Q: What is the difference between a z-score and a standard deviation?

A: A z-score is a measure of how many standard deviations an element is from the mean, while a standard deviation is a measure of the spread of the data. A z-score is a relative measure, while a standard deviation is an absolute measure.

Q: Can a z-score be negative?

A: Yes, a z-score can be negative. A negative z-score means that the element is below the mean.

Q: Can a z-score be zero?

A: Yes, a z-score can be zero. A z-score of zero means that the element is equal to the mean.

Q: What is the relationship between a z-score and a percentile?

A: A z-score can be used to determine a percentile. For example, a z-score of 1.5 corresponds to the 95th percentile.

Q: Can a z-score be used to compare data from different distributions?

A: No, a z-score cannot be used to compare data from different distributions. A z-score is specific to a particular distribution and cannot be used to compare data from different distributions.

Q: What are some real-world applications of z-scores?

A: Some real-world applications of z-scores include:

  • Quality control: Z-scores can be used to detect outliers in a dataset, which can indicate a problem with the manufacturing process.
  • Finance: Z-scores can be used to evaluate the performance of a stock or a portfolio of stocks.
  • Medicine: Z-scores can be used to evaluate the performance of a patient's treatment.

Q: How do I calculate a z-score using a calculator?

A: To calculate a z-score using a calculator, you need to enter the value of the element, the mean, and the standard deviation. The calculator will then calculate the z-score for you.

Q: Can I use a z-score to determine the probability of an event?

A: Yes, a z-score can be used to determine the probability of an event. By using a z-score, you can determine the probability of an event occurring within a certain number of standard deviations from the mean.

Q: What is the relationship between a z-score and a normal distribution?

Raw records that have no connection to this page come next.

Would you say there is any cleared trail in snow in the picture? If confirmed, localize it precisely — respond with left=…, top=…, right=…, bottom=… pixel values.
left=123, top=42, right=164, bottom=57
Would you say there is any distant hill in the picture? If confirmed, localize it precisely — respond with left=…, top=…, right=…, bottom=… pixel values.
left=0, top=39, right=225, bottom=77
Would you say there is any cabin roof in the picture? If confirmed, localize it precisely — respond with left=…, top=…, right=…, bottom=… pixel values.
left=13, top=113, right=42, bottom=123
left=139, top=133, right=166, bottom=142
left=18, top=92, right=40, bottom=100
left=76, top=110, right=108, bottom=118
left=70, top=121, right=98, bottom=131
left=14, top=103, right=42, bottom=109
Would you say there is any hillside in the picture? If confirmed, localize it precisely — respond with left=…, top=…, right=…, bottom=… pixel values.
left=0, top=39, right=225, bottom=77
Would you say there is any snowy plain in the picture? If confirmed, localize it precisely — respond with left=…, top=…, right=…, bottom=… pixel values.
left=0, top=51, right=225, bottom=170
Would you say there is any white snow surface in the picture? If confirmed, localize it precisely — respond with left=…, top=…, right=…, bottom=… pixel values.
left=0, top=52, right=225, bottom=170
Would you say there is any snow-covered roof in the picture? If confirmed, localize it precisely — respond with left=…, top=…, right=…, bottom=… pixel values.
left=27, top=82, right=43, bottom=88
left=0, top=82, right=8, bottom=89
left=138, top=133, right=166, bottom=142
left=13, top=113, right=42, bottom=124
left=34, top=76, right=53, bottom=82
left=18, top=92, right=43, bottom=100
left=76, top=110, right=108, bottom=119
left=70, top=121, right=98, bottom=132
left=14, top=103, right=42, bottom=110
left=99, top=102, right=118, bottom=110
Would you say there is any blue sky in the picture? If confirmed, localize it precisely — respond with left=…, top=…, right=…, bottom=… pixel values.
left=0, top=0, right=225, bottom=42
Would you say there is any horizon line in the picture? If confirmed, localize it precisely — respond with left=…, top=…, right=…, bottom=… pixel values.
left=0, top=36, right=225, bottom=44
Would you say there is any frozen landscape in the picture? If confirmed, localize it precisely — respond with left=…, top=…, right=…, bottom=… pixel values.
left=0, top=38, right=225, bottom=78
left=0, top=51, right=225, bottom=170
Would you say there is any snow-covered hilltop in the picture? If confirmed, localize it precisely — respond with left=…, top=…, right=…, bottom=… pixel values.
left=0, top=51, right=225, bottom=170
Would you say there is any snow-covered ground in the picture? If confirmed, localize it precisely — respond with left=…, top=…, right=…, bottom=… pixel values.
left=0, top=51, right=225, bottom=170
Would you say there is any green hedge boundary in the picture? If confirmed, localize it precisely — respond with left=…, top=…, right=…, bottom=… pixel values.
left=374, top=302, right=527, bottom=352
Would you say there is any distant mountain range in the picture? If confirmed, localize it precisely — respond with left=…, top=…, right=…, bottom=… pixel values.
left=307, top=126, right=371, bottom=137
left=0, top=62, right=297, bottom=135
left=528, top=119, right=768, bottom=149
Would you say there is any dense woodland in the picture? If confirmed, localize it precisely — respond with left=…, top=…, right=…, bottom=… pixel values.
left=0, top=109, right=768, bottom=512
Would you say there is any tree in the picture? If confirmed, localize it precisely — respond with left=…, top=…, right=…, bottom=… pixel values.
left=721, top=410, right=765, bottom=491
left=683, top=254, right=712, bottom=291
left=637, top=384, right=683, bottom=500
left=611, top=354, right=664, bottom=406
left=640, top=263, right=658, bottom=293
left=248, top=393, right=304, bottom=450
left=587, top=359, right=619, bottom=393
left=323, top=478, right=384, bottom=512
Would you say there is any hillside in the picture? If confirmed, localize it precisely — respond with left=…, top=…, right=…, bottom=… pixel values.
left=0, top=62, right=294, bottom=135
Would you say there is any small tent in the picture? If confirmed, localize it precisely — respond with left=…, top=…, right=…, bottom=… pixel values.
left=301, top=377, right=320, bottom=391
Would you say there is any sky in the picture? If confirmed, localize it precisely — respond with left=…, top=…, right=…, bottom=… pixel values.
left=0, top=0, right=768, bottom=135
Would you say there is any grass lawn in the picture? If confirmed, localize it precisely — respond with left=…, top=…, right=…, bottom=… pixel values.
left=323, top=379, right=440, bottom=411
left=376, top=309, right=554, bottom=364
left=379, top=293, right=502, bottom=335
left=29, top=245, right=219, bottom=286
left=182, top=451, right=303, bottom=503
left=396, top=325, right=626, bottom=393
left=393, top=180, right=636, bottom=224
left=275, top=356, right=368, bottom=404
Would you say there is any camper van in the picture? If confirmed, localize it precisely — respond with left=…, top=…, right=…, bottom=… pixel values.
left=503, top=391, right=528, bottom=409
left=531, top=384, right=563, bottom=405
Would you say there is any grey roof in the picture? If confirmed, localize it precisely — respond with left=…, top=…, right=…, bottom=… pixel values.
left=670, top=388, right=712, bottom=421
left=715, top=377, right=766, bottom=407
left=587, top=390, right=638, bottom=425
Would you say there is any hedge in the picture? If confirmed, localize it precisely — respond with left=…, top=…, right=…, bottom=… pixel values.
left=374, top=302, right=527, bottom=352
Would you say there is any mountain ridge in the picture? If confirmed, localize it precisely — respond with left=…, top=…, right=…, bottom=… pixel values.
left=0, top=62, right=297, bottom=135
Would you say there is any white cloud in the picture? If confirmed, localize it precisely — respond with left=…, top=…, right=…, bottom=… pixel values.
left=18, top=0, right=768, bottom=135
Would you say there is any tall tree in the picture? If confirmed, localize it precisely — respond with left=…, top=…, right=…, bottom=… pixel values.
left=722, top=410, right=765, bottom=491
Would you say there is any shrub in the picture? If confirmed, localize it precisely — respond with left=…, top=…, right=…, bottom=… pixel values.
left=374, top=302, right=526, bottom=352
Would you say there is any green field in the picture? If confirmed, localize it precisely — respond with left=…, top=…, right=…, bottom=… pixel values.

A: A z-score is a measure of how many standard deviations an element is from the mean in a normal distribution. The normal distribution is a probability distribution that is symmetric about the mean and has a bell-shaped curve.

Q: Can a z-score be used to compare data from different populations?

A: No, a z-score cannot be used to compare data from different populations. A z-score is specific to a particular population and cannot be used to compare data from different populations.

Q: What are some common mistakes to avoid when calculating a z-score?

A: Some common mistakes to avoid when calculating a z-score include:

  • Rounding errors: Rounding errors can occur when calculating a z-score, especially when working with large numbers.
  • Sign errors: Sign errors can occur when calculating a z-score, especially when working with negative numbers.
  • Unit errors: Unit errors can occur when calculating a z-score, especially when working with different units of measurement.

Q: Can a z-score be used to determine the median of a dataset?

A: No, a z-score cannot be used to determine the median of a dataset. A z-score is a measure of how many standard deviations an element is from the mean, while the median is a measure of the middle value of a dataset.